Adaptive Channel Allocation for Robust Differentiable Architecture Search
This work addresses stability and robustness limitations in DARTS for practical applications in neural architecture search, representing an incremental improvement over prior methods.
The paper tackles the problem of skip connection accumulation causing instability in Differentiable Architecture Search (DARTS) by proposing an Adaptive Channel Allocation (ACA) strategy that implicitly searches and refills skip connections, achieving improved robustness and effectively addressing collapse issues in extensive experiments.

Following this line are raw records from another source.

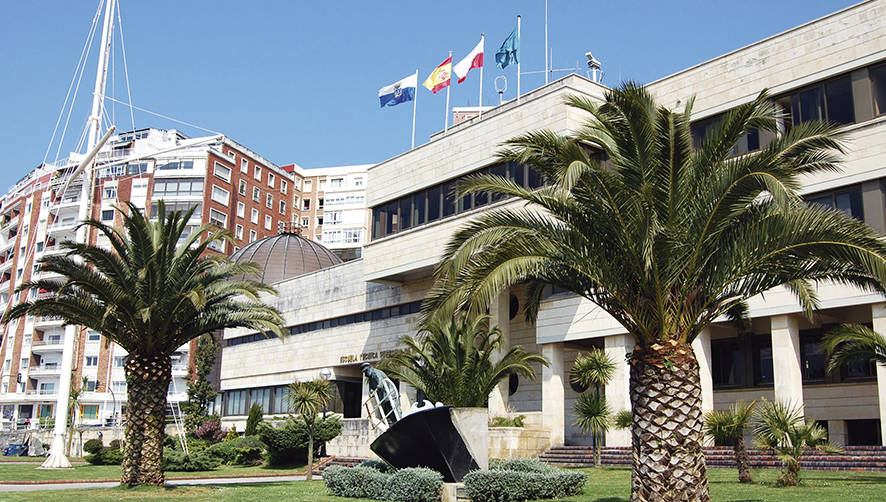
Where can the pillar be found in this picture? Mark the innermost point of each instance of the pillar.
(499, 317)
(878, 315)
(617, 391)
(553, 395)
(786, 359)
(702, 348)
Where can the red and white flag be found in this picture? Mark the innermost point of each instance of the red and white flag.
(473, 60)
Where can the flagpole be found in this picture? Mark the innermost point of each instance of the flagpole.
(414, 105)
(480, 109)
(448, 87)
(518, 60)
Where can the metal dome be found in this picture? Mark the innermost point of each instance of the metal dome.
(285, 256)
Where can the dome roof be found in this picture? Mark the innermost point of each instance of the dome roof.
(285, 256)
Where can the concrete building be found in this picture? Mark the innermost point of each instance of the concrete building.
(232, 187)
(831, 68)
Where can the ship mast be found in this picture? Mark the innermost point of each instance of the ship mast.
(57, 458)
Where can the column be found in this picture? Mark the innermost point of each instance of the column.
(878, 315)
(553, 395)
(499, 317)
(617, 391)
(786, 359)
(702, 348)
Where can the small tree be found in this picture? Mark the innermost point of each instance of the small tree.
(200, 391)
(254, 418)
(727, 427)
(592, 412)
(781, 426)
(306, 399)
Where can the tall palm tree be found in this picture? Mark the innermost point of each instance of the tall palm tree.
(727, 427)
(154, 290)
(307, 399)
(665, 236)
(454, 361)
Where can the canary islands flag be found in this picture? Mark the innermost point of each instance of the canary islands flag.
(441, 76)
(398, 92)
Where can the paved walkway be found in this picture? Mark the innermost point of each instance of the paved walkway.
(172, 482)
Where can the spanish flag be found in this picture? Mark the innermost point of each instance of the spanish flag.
(439, 78)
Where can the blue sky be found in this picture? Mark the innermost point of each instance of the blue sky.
(297, 81)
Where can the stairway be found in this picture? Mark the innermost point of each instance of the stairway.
(854, 458)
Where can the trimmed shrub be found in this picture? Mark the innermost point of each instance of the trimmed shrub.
(407, 485)
(93, 446)
(288, 442)
(106, 456)
(254, 418)
(501, 485)
(378, 465)
(226, 452)
(175, 460)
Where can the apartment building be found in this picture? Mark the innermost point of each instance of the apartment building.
(831, 68)
(229, 185)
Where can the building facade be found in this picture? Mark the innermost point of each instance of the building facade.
(832, 68)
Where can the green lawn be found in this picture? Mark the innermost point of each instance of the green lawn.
(29, 472)
(604, 485)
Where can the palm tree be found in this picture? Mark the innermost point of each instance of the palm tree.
(781, 426)
(454, 361)
(852, 343)
(727, 427)
(594, 416)
(665, 236)
(154, 290)
(307, 399)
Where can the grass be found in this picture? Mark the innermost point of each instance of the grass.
(29, 472)
(604, 485)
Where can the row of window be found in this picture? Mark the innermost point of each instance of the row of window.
(370, 315)
(438, 201)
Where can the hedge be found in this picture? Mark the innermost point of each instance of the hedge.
(522, 479)
(414, 484)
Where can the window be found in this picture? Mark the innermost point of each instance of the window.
(220, 195)
(178, 187)
(218, 218)
(222, 171)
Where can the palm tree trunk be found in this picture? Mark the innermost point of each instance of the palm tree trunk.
(666, 436)
(147, 379)
(743, 461)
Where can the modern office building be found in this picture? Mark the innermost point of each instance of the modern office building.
(831, 68)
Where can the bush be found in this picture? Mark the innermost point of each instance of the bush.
(93, 446)
(408, 485)
(175, 460)
(226, 452)
(378, 465)
(527, 481)
(254, 418)
(210, 431)
(288, 442)
(106, 456)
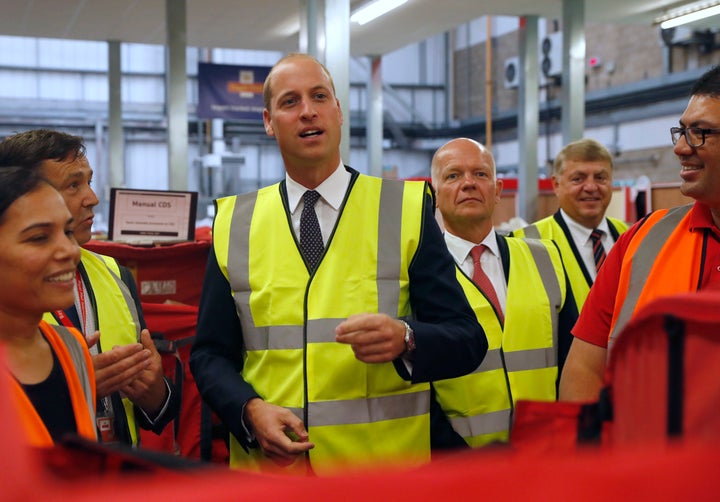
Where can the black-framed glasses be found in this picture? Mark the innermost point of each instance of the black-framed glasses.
(695, 136)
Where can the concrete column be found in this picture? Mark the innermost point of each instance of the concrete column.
(573, 88)
(176, 95)
(375, 117)
(310, 36)
(528, 117)
(116, 157)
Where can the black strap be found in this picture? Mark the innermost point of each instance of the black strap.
(675, 330)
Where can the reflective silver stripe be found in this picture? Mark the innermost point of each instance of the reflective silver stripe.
(486, 423)
(127, 296)
(521, 360)
(491, 361)
(322, 330)
(78, 358)
(642, 262)
(238, 247)
(273, 337)
(238, 264)
(389, 230)
(545, 267)
(365, 411)
(532, 232)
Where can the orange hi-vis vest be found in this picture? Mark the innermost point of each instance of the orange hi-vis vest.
(74, 357)
(663, 258)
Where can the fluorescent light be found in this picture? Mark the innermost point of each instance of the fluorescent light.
(689, 14)
(374, 10)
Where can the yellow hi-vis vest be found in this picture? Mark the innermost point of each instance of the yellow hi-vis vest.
(548, 228)
(521, 362)
(356, 414)
(115, 314)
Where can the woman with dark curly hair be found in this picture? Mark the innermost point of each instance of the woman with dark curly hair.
(50, 367)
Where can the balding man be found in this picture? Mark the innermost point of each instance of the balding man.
(518, 290)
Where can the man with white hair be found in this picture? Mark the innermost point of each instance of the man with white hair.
(518, 290)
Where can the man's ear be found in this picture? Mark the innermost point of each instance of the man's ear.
(266, 122)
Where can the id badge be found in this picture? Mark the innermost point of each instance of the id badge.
(106, 428)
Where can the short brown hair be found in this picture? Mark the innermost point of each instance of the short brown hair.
(267, 89)
(582, 150)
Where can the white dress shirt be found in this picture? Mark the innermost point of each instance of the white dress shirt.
(332, 192)
(490, 261)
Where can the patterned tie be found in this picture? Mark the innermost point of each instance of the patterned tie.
(598, 248)
(310, 236)
(483, 281)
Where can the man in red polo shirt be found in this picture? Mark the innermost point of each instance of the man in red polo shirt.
(668, 252)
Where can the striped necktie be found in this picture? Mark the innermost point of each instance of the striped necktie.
(482, 281)
(310, 235)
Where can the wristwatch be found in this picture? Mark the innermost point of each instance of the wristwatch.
(409, 338)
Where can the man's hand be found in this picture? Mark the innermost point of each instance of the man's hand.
(281, 435)
(148, 390)
(117, 368)
(374, 338)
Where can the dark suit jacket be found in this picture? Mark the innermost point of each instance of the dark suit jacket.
(172, 410)
(449, 340)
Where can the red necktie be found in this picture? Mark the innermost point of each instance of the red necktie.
(598, 248)
(483, 281)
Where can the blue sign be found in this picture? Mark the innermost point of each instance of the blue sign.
(230, 92)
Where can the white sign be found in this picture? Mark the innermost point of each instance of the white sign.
(148, 216)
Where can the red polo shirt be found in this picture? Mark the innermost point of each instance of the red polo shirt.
(593, 325)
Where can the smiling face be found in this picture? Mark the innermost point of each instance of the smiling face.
(72, 178)
(584, 190)
(305, 118)
(467, 190)
(700, 167)
(38, 255)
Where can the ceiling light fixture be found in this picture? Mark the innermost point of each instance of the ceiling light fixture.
(373, 10)
(688, 14)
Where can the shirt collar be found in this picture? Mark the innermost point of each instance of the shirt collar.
(700, 217)
(460, 248)
(332, 190)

Differentiable ARchiTecture Search (DARTS) has attracted much attention due to its simplicity and significant improvement in efficiency. However, the excessive accumulation of the skip connection, when training epochs become large, makes it suffer from weak stability and low robustness, thus limiting its practical applications. Many works have attempted to restrict the accumulation of skip connections by indicators or manual design. These methods, however, are susceptible to human priors and hyper-parameters. In this work, we suggest a more subtle and direct approach that no longer explicitly searches for skip connections in the search stage, based on the paradox that skip connections were proposed to guarantee the performance of very deep networks, but the networks in the search stage of differentiable architecture search are actually very shallow. Instead, by introducing channel importance ranking and channel allocation strategy, the skip connections are implicitly searched and automatically refilled unimportant channels in the evaluation stage. Our method, dubbed Adaptive Channel Allocation (ACA) strategy, is a general-purpose approach for differentiable architecture search, which universally works in DARTS variants without introducing human priors, indicators, or hyper-parameters. Extensive experiments on various datasets and DARTS variants verify that the ACA strategy is the most effective one among existing methods in improving robustness and dealing with the collapse issue when training epochs become large.